La comparution immédiate...

La comparution immédiate :

Une procédure simplifiée…

Dans de nombreux cas, c’est le cas de toutes les affaires, dirons-nous « simples », pour les affaires de trafic de stupéfiants (pour les passeurs – transporteurs, souvent d’origine étrangère) Ils sont pris sur le fait. Il leur est difficile de nier l’évidence. La marchandise est là. Le seul but de l’interrogatoire est d’essayer de connaître l’amont et l’aval du trafic. Il est communément accepté que notre pays ne soit qu’un lieu de transit…

Mais, en général, les enquêteurs n’obtiennent rien ou presque (le passeur n’est qu’un intermédiaire « anonyme » qui ne connaît pas l’amont et l’aval), et aussi pour une bonne raison, c’est que le dialogue est difficile, même si la présence d’un interprète est requise (ce qui n’est pas toujours le cas, surtout avant l’arrivée au tribunal) et il arrive que certains signent (avouent) des faits qu’ils n’ont pas visiblement faits et/ou compris.
C’est également le cas des petits voleurs (à la tire, primaire (la 1ère fois), de tous les petits délits commis non contestables (vols, violences, conduite sans permis ou assurances, violence contre la force publique), et arrêtés sur le champ.
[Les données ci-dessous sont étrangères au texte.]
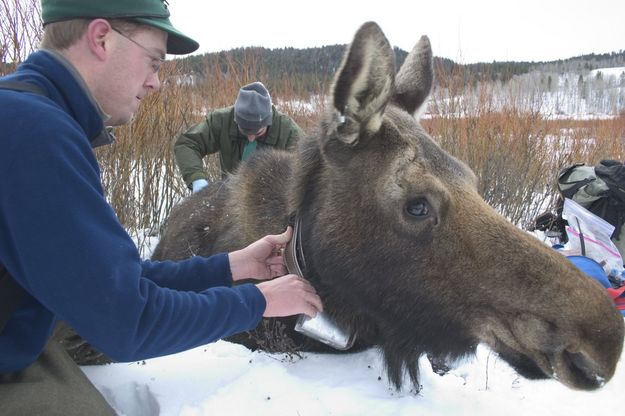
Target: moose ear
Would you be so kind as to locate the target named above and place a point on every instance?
(364, 83)
(415, 77)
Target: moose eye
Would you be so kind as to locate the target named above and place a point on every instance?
(419, 209)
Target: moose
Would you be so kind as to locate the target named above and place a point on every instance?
(397, 241)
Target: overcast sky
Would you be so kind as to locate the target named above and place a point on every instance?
(465, 31)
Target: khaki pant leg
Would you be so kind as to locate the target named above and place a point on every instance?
(52, 385)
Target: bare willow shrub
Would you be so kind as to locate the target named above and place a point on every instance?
(20, 32)
(516, 150)
(138, 170)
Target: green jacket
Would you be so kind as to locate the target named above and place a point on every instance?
(219, 133)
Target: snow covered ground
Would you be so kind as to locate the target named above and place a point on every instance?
(228, 379)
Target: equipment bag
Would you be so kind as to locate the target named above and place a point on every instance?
(601, 190)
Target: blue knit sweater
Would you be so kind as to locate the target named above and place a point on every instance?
(62, 242)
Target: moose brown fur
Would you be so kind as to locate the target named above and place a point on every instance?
(398, 243)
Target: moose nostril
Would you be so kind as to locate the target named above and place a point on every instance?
(584, 370)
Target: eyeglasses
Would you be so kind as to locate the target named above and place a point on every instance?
(157, 61)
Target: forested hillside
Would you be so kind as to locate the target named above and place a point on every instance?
(311, 69)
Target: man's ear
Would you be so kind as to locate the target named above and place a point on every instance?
(98, 36)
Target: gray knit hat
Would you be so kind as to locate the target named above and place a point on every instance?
(252, 109)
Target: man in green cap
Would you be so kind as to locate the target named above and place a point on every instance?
(64, 254)
(235, 132)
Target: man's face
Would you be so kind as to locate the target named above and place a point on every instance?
(253, 135)
(133, 67)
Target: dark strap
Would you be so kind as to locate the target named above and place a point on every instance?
(10, 295)
(22, 86)
(10, 291)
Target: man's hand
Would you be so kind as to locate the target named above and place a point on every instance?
(261, 260)
(290, 295)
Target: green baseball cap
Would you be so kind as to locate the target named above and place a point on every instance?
(148, 12)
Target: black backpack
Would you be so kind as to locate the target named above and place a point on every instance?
(599, 189)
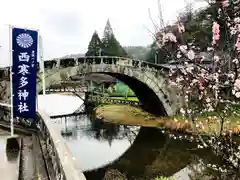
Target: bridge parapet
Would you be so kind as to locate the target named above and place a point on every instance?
(150, 74)
(109, 100)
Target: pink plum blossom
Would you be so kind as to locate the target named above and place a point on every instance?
(216, 32)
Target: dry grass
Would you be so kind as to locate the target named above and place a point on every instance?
(123, 114)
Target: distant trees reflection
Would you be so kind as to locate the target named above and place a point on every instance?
(87, 125)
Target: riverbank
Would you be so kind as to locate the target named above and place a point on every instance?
(124, 114)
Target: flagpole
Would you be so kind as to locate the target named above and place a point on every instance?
(42, 64)
(11, 77)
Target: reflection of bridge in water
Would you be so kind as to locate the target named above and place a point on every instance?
(56, 161)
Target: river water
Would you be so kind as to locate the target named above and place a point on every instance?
(140, 153)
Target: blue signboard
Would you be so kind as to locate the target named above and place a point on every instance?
(24, 68)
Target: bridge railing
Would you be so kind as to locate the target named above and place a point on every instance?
(70, 62)
(110, 100)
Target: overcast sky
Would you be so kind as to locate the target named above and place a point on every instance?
(67, 25)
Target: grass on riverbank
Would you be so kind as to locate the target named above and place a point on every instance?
(123, 114)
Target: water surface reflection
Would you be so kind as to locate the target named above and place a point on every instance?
(94, 143)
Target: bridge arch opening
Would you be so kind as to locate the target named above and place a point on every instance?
(148, 98)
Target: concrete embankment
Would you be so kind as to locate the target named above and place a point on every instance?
(9, 166)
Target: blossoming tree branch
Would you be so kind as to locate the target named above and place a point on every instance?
(210, 87)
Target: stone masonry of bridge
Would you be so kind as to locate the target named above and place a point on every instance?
(145, 79)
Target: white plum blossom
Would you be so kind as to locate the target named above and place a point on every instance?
(191, 54)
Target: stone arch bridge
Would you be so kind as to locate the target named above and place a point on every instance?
(147, 80)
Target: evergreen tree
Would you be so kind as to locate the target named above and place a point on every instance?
(95, 46)
(111, 47)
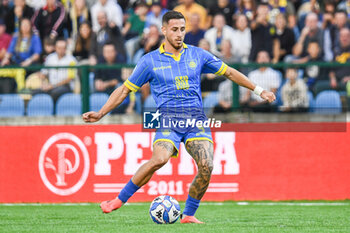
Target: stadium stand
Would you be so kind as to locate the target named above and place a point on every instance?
(328, 102)
(11, 105)
(97, 100)
(40, 105)
(288, 30)
(69, 105)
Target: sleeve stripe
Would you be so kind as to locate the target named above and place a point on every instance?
(222, 69)
(131, 86)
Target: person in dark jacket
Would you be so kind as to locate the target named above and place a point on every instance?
(19, 11)
(49, 20)
(108, 32)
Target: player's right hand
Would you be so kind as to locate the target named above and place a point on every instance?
(90, 117)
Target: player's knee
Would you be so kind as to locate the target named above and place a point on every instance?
(158, 162)
(206, 168)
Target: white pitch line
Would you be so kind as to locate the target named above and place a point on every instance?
(202, 203)
(109, 185)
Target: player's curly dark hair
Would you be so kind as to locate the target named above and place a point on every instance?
(172, 15)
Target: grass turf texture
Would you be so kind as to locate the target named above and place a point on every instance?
(219, 217)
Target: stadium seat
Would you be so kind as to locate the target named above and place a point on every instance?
(328, 102)
(210, 101)
(11, 105)
(150, 103)
(68, 105)
(40, 105)
(97, 100)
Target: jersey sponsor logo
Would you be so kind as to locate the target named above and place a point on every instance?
(182, 82)
(192, 64)
(64, 164)
(162, 68)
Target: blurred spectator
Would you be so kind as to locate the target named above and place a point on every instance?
(133, 30)
(36, 4)
(196, 34)
(204, 44)
(265, 77)
(113, 10)
(247, 8)
(83, 42)
(224, 7)
(49, 47)
(4, 9)
(219, 32)
(78, 14)
(190, 7)
(136, 22)
(311, 32)
(292, 24)
(49, 20)
(345, 6)
(263, 33)
(25, 47)
(305, 9)
(280, 7)
(327, 25)
(242, 39)
(339, 76)
(225, 97)
(60, 80)
(313, 73)
(107, 79)
(209, 82)
(5, 39)
(154, 17)
(19, 11)
(285, 38)
(340, 21)
(149, 42)
(107, 33)
(226, 53)
(294, 93)
(308, 7)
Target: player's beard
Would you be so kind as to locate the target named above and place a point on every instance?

Le délit est là… il est avoué…
Donc, le prévenu (celui qui n’est pas encore condamné) à l’issue de la « garde à vue » (rappel 48 h maxi) est présenté devant le Tribunal correctionnel, en comparution immédiate, et la décision de son sort est prise, aussitôt :
. la relaxe ou le non-lieu (les faits n’ont pas eu lieu, pas évidents, peu probables),
. la condamnation à une peine de prison avec sursis (la peine n’est pas exécutée sur le champ et ne sera exécutée que si le condamné fait l’objet d’une nouvelle condamnation),
. la condamnation à payer une amende,
. la condamnation à des jours-amendes (ex. : 10 € pendant 100 jours),
. la condamnation à des journées de TIG (Travail d’Intérêt Général). La prison est remplacée par des travaux à réaliser pendant les week-ends ou les vacances, au bénéfice de certaines collectivités, souvent mairies ou Eaux et forêts ou DDE (Equipement),
. la condamnation à une peine de prison ferme, mais la mise en exécution n’est pas immédiate,
. la condamnation à une peine de prison ferme et la mise en exécution immédiate (incarcération à la barre), donc du tribunal à la prison. Il arrive « souvent » qu’une petite peine peut amener un gars en prison, car c’est la nième « petite peine » et les juges en ont marre de le voir…
. l’éventail des peines est quasi infini, les maximums sont fixés par le Code pénal, ils sont rarement appliqués.
Lors de ce jugement, tu peux être assisté par « ton » avocat ou par un avocat commis d’office (avocat de permanence).
Faisons une parenthèse : En France, tu as « toujours » la possibilité d’être assisté par un avocat, et ce, gratuitement, si tu fais appel à un avocat « commis d’office » et/ou si tu n’as pas de moyens financiers. Qui est-il ?
Dans les grandes villes, ce sont, souvent, des avocats « stagiaires » qui font partie d’un grand cabinet (quand il n’y a pas de stagiaires ni de « volontaires », les avocats ont l’obligation d’organiser « un tour de garde »). Ils sont payés, en fonction d’un forfait qui tourne autour de 120 €, par affaire, peut-être moins, s’ils sont de « permanence »… mais c’est souvent pour eux, une bonne école et une mission difficile.
Il doit « défendre » une personne qu’il ne connaît pas, avec lequel, il ne s’est entretenu (en privé) que quelques minutes, il a, certes, pris connaissance du dossier (ce qui est reproché), mais il n’en connaît que ce qui est écrit, parfois, une page… !
Il est vrai que, parfois et souvent, sa présence est quasi inutile. Les faits sont là. Son seul rôle sera d’essayer de minimiser la peine, en fonction de ce qu’il sait de la vie personnelle (travail, logement, etc…) et de la vie familiale de son « client ».
Je dois reconnaître que certains s’en tirent très bien et obtiennent la clémence du tribunal !
La présence d’un avocat et/ou d’un interprète (quand nécessaire) est quand même le gage d’une certaine impartialité et l’assurance que cela s’est passé et se passe dans des conditions normales… Mais la normalité existe-t-elle ?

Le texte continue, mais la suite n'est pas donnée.